Ansonsten ist´s natürlich mit nem Kompressor nicht schlecht.  :Mr. Orange:   - da passts auch zufällig das du genau jenen kompressor gelinkt hast, den ich im auto verwende..... und für tubeless reicht der sicher allemal....ich "blase" so gut wie alles mit dem Teil auf.....  :Cool:

----------


## schnur

> servus schnur,
> 
> kommt drauf an ob nur ein wenig Luftdruck fehlt oder ob der Reifen mehr oder weniger Platt ist.... weil wenn nur ein bisschen Luft fehlt, dann gehts mit einer stinknormalen fahrradpumpe auch (bevor ich wieder von jemanden verurteilt wuerde: bei meinem Michelin Dh Ust - auf der Deemax, war auch zu wenig Luft, Pumpe raus, Luft rein und Luftdruck7Reifendruck wieder ok!!...).
> 
> Ansonsten ist´s natürlich mit nem Kompressor nicht schlecht.   - da passts auch zufällig das du genau jenen kompressor gelinkt hast, den ich im auto verwende..... und für tubeless reicht der sicher allemal....ich "blase" so gut wie alles mit dem Teil auf.....


natürlich...nur nachpumpen geht mit der kleinsten pumpe auch, aber mir gehts in erster linie um die "erste" entscheidende luftmenge, wo der reifen aus dem felgenbett springt.

echt, du hast das teil? reicht die luftmenge wirklich aus, weil ich hab heute eine diskussion disbezüglich bei meinem LBS gehabt.

na cool, wenn das funktioniert.

noch was: verwendest du irgendeine flüssigkeit/montagemittel beim aufziehen und aufpumpen?

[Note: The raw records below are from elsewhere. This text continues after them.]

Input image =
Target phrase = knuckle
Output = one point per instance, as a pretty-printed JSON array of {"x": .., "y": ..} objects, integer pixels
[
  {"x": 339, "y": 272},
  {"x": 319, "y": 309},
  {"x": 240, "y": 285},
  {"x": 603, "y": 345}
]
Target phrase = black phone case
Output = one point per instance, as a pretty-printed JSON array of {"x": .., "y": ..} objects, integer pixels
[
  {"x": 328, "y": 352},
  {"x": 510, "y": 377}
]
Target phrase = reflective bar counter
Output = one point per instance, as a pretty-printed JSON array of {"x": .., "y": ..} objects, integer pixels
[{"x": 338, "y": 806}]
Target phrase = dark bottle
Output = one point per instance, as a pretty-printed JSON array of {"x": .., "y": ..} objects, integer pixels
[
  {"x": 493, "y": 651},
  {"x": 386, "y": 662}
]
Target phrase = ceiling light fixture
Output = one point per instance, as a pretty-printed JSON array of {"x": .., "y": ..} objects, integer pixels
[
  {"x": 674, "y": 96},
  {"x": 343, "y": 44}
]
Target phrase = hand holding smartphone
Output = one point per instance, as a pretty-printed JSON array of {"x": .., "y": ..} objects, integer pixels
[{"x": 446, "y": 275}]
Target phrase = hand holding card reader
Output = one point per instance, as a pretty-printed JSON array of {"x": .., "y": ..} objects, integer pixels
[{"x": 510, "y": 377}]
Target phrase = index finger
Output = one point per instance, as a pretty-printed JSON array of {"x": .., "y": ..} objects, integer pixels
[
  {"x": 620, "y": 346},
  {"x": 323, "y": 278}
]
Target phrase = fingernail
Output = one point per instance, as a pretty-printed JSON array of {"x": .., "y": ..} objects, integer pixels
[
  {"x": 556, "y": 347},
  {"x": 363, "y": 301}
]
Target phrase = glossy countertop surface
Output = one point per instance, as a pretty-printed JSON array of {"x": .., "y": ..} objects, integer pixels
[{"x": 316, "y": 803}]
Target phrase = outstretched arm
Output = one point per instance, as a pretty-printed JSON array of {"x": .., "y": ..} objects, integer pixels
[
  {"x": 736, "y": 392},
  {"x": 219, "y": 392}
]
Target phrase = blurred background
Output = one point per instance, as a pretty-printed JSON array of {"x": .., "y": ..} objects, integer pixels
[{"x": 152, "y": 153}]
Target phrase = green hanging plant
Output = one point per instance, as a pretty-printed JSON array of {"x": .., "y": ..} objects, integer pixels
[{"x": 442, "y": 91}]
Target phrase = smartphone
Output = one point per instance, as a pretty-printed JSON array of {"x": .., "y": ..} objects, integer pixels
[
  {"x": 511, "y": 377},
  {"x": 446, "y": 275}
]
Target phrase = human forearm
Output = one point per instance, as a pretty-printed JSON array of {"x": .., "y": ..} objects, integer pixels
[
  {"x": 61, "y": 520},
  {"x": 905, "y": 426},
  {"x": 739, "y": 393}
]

jedenfalls danke für die info!  :Wink:

----------


## smelly

also die 3 mal, wo ich das Teil jetzt verwendet habe, hab ich den reifen locker aufgezogen, also würd ich mal sagen, des reicht locker.(und er schaut auch noch edel aus, glaub aber auch dast du solche kompressoren im fachhandel bekommst, nur unwesentlich teurer oder gar ned teurer)....  :Smile:  

beim aufziehen, reinige ich eigentlich immer nur die Felge und zieh den Reifen dann mit Spülmittel auf (Hausrezept!!! - natürlich gibts jetzt wieder unkenrufe, aber leute ich fahr noch immer damit rum, also funkts auch!!!). Man kann aber auch Vaseline verwenden zum dichten (kein Sch***)! oder du verwendest so etwas:

www.bikestore.cc/product_info...s_id/4474.html

Lg Smelly

----------


## pavementjumper

Ich verwende irgendein Dicht/Gleitmittel, dass normales Auto-Motorradzubehör ist und das funzt auch geil, is sicher nur irgendeine Form von vaseline oder sowas.

----------


## UweSz1984

> wie pumpe ich einen tubelessreifen im "gelände" auf?
> 
> habe bis jetzt entweder ne tanke oder einen stationären kompressor gebraucht.
> 
> gaspatronen will ich vorerst vermeiden.
> 
> hat wer diseses gerät schon mal bei tubeless getestet?


Ich nutz hier nen Kompressor Akku von GHB. Früher so ne CO2 Inflator gehabt aber die passt auch in die Tasche. und ist vor allem mit Druckvoreinstellung, damit auch der Druck sauber passt.

----------